What would be the expectations where an organization has only a product manager and no product owner?
Live Answer:You’d work with the product manager. However, the idea of having teams with no product owner is a big risk – I’ve seen that sink teams multiple times. I’d really encourage the organization to reconsider that position.
Joel: The product manager needs to recognize that for the Scrum Team to be effective, they need work closely with the team. Leaning into Principle 4 of the Agile Manifesto, “Business people and developers must work together daily”, the product manager needs to be heavily engaged with the Developers and own the Product Backlog.
Rachele: What I said in the session. Maybe a little louder! Teams not having someone work with them directly as a Product Owner might be the biggest struggle I see when I coach teams. They end up guessing at priorities and at work, they don’t get the business-focused feedback they need, and they veer off direction. Product Managers working with a program often don’t have the bandwidth to properly work with a team as a Product Owner as well.
So it's safe to assume Stakeholder-Product Owner-Scrum Master-Scrum team vs Stakeholder-Project Manager?
Joel: Agile promotes greater transparency and openness. This means we connect stakeholders directly with the Scrum Teams in order to ensure that the needs of the Stakeholders are met. Product Owners work hand in hand with Stakeholders to define the Product Goal, the roadmap and refine work in the Product Backlog. The Developers have access to the Stakeholders both in defining the work they are asked to do and to give direct feedback on the work completed. Scrum Masters have access to Stakeholders to be able to make impediments visible and to help them to get more value from Scrum.
Rachele: Stakeholders will work closely with Product Owners (and Product Managers at scale), yes, but it’s a great idea for them to take advantage of other opportunities to be involved. Sprint Reviews give stakeholders the chance to see working products on a regular basis. They can ask questions, provide feedback, get ideas, and interact with the whole Scrum Team. At scale, System Demos provide an opportunity to see integrated completed work.
Neither Scrum not SAFe have a project manager role. Instead, there’s a Product Owner to be champion the product’s success and a Scrum Master to champion the team.
Are SAFe Scrum Teams different than Scrum Teams that are not leveraging the SAFe Framework?
Joel:The foundational principles are the same whether the Scrum Team is a single team or part of a Scaled Agile Release Train (ART). The primary difference is that Scrum Teams in an ART have an additional layer of planning and coordination that allows them to work with other teams toward a common value and quality goal.
One thing to remember with Scaling efforts is to remember the team. I’ve seen scaling run into challenges because the teams were not well supported and did not have good Scrum (or Kanban) practices. The best strategy and plans are challenged with the teams can not make and meet commitments.

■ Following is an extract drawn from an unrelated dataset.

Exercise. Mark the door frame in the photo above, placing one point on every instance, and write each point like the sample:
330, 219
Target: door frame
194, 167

Rachele: I often call the teams the heart and soul of Agile, regardless of framework. If you don’t have someone to do the work, it’s just a lot of people talking about work. Joel is absolutely right: support the teams if you want success. “Give them the environment and support they need,” Agile principles tell us, “and trust them to get the job done.”

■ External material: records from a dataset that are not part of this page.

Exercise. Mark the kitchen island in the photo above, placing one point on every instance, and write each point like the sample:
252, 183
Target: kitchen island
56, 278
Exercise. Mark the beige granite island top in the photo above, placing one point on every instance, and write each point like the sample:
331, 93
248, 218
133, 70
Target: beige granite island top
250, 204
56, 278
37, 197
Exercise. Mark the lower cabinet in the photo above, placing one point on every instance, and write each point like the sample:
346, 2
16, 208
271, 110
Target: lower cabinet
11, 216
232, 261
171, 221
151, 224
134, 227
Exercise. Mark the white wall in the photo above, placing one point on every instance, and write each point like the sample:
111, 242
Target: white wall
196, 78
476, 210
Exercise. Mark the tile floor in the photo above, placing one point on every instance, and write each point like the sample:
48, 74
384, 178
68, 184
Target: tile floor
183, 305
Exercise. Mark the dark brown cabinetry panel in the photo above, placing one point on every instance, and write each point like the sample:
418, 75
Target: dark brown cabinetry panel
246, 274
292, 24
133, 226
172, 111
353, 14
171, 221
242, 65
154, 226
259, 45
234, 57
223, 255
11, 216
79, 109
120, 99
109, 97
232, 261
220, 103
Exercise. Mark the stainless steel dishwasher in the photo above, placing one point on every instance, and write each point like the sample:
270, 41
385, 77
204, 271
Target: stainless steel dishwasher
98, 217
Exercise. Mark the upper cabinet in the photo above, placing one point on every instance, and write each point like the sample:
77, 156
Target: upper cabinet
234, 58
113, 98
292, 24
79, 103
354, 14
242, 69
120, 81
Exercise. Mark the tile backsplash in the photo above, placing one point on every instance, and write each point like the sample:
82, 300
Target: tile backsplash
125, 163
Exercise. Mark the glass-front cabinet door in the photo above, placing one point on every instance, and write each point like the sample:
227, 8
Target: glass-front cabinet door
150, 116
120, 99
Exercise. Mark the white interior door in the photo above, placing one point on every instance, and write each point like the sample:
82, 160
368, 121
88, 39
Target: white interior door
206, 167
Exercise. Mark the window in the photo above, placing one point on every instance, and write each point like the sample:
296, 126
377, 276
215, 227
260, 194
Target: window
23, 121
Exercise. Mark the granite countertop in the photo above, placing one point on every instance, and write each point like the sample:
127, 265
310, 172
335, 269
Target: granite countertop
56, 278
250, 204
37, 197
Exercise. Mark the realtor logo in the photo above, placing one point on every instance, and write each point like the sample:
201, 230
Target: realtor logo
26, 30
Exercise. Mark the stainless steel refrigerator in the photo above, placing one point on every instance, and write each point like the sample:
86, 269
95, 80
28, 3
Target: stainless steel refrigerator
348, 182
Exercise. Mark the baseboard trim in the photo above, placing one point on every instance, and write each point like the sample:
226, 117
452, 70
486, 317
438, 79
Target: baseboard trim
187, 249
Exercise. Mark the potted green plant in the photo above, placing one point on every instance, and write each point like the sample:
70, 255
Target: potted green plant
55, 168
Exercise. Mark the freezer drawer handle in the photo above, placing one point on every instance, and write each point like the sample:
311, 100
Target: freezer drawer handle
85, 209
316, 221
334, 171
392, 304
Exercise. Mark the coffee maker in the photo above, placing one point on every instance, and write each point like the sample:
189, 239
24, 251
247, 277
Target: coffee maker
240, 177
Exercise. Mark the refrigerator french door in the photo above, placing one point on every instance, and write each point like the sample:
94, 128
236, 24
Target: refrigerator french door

Similarities: Agile values! Scrum Teams working in SAFe organizations are still Scrum Teams. Their day-to-day approaches and work will be very similar, especially at the sprint level.
Differences: ART/Program-level events. Scrum Teams – and everyone else in the release train – participate in PI Planning at the start of a Program Increment, and in the Inspect & Adapt event at the end of a PI. Scrum Masters attend a Scrum of Scrums, and Product Owners attend a PO Sync – or both attend an ART Sync to keep the communication flowing. Team members should surface any cross-team dependencies or communication needs.
There are some differences in terminology, but that’s cosmetic. “Sprint” or “Iteration,” they’re still Scrum Teams.